The amount of data needed for training depends on the size of the model. As a general rule, the number of tokens should be approximately 10 times the number of parameters used by the model.

Training Compute-Optimal Large Language Models

The 'Chinchilla' paper of 2022 identifies scaling laws that help to understand the volume of data needed to obtain 'optimal' performance for a given LLM model's size. Use of it in other areas, such as for Llama, reveals that the models may have been under-trained. - Primary takeaway: "All three approaches suggest that as compute budget increases, model size and the amount of training data should be increased in approximately equal proportions." image

Batch Sizes of Data

The batch size refers to the number of data points that the model processes at once during training. Larger batch sizes can lead to faster training times, but they may also require more computational resources and can sometimes result in less accurate models. It's important to find a balance that suits your specific needs and constraints.

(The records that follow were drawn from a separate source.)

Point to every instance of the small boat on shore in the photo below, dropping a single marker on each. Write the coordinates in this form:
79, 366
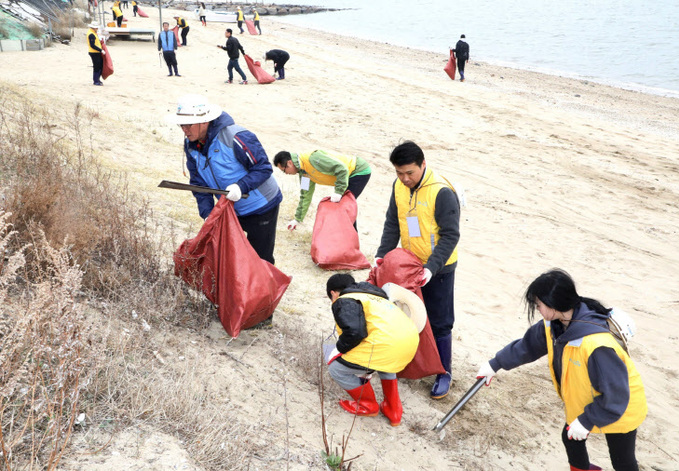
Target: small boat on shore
214, 16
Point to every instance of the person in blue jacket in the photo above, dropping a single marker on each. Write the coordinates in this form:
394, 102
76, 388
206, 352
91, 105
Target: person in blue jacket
590, 369
224, 156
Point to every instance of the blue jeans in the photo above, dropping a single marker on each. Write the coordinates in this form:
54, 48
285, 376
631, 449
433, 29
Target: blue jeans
233, 64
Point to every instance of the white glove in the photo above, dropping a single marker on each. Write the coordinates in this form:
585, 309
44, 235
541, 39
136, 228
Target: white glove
576, 431
234, 192
426, 276
486, 371
334, 355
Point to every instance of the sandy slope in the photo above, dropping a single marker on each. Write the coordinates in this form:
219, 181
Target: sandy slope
558, 173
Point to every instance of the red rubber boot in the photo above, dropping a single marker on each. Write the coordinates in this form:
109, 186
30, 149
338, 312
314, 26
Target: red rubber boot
364, 404
391, 406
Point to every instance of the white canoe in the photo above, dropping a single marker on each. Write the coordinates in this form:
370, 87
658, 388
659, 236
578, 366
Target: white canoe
214, 16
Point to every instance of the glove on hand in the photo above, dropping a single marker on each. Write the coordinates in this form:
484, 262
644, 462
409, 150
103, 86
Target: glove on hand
334, 355
234, 192
576, 431
486, 371
426, 276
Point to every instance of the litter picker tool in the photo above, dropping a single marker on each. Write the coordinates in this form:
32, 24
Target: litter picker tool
468, 395
196, 188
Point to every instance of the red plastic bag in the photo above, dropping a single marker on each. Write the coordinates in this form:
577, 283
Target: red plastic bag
255, 69
107, 69
402, 267
221, 263
251, 26
334, 244
450, 66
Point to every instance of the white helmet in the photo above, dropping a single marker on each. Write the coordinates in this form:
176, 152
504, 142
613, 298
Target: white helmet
193, 109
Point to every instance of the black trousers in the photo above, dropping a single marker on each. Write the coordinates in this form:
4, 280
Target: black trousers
261, 232
620, 449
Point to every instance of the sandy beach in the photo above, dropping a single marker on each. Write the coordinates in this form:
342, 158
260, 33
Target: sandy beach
557, 172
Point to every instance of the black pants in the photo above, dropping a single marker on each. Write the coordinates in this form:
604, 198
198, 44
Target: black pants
171, 61
97, 66
620, 448
261, 232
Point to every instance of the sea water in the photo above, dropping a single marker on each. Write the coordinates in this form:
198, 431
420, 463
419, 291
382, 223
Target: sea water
626, 43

Training with Simulated Data

In some cases, it may be beneficial to train models with simulated data. This can be data generated by other models or through simulations of real-world scenarios. However, caution must be exercised as training with simulated data can sometimes lead to worse results. If done consistently, it can even lead to complete degradation of model performance. For more information, refer to simulated data.

Data Processing Flow

The general flow of data processing can be represented as follows:

  1. Get data
  2. Look at data examples
  3. Look at data bulk
  4. Get efficient access to data with low bandwidth
  5. Normalize data
  6. Tokenize data
  7. Embed data
graph TD;
    A[Get Data] --> B[Look at Data Examples];
    B --> C[Look at Data Bulk];
    C --> D[Get Efficient Access to Data with Low Bandwidth];
    D --> E[Normalize Data];
    E --> F[Tokenize Data];
    F --> G[Embed Data];

Common Data Formats

Often, it is useful to have data loaders that are common in Keras and Pytorch. These wrap iterators that allow the data to be processed in a parallel manner across different nodes. This parallel processing enhances the efficiency of data handling, especially when dealing with large datasets.

In conclusion, data is a crucial component in AI model training. Its collection, normalization, and processing significantly influence the performance of the model. Therefore, it's essential to understand and implement best practices in data handling for optimal results.